Here are 8 fun facts you might know about this yet widely popularized figure of the art world. 



Yoko’s childhood was marked by WWII: she says that one night in 1945, she, her mother and two siblings hid in an underground bunker while the city was bombarded by the US army. 83,000 people died and quarter of the city burned.



After she moved to New York, she became very involved in the local avant-garde music scene and met Toshi Ichiyanagii, a Japanese avant-garde composer, who shared her interest for new figures like John Cage, and who she married in 1956 against her parents’ wishes.

After a first divorce in 1962, she married Anthony Cox, an American movie producer and art promoter, from who she had one daughter.

John Lennon was there her third marriage !



One of her most famous performances is entitled “Cup Piece” and was performed during the 1966 Destruction In Art symposium held in London. She knelt on a stage and asked the audience to come and cut off her clothing with a pair of scissors.



Yoko and John Lennon made a series of performances and events together which was received with incomprehension and sometime outrage. Among other things, they created the concept of “Bed-in” which consisted in holding meetings for peace in pajamas and in their bed. The first one was held directly in their honeymoon suite at the Amsterdam Hilton Hotel in March 1969.
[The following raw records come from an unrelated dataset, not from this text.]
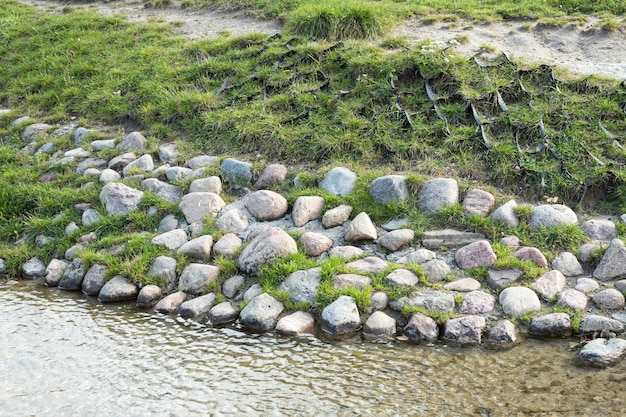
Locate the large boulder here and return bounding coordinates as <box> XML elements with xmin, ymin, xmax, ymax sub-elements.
<box><xmin>58</xmin><ymin>259</ymin><xmax>86</xmax><ymax>291</ymax></box>
<box><xmin>320</xmin><ymin>295</ymin><xmax>361</xmax><ymax>337</ymax></box>
<box><xmin>488</xmin><ymin>320</ymin><xmax>518</xmax><ymax>345</ymax></box>
<box><xmin>239</xmin><ymin>293</ymin><xmax>284</xmax><ymax>332</ymax></box>
<box><xmin>100</xmin><ymin>182</ymin><xmax>144</xmax><ymax>216</ymax></box>
<box><xmin>238</xmin><ymin>226</ymin><xmax>298</xmax><ymax>274</ymax></box>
Yoko Ono’s performances might have bewildered the audience at times, like when held an imaginary exhibition at the MoMa in 1971 to which visitors only came to discover that they were the work of art, and recorded on film by John Lennon’s assistants. The museum had to show large notices explaining the nature of the work to the audience.



Yoko Ono is also famous for her “instruction pieces” aka canvases exhibited with instructions attached to them, pushing further the boundaries of conceptual art. All her instruction pieces are published in the book entitled Grapefruit.



After their divorced, movie director Tony Cox became Christian fundamentalist and kidnapped he and Yoko’s daughter in 1971.They disappeared for year before Yoko were finally reunited with her daughter in 1998.



During her London period, Yoko Ono also produced movies. Her most remembered production is entitled No.4 (Bottoms) (1967) and features a series of closely shot human buttocks moving up and down as performers walk on an unseen treadmill. Controversy around this movie only made Yoko Ono’s popularity grew at the time and turn her into the “high priestess of the happening”.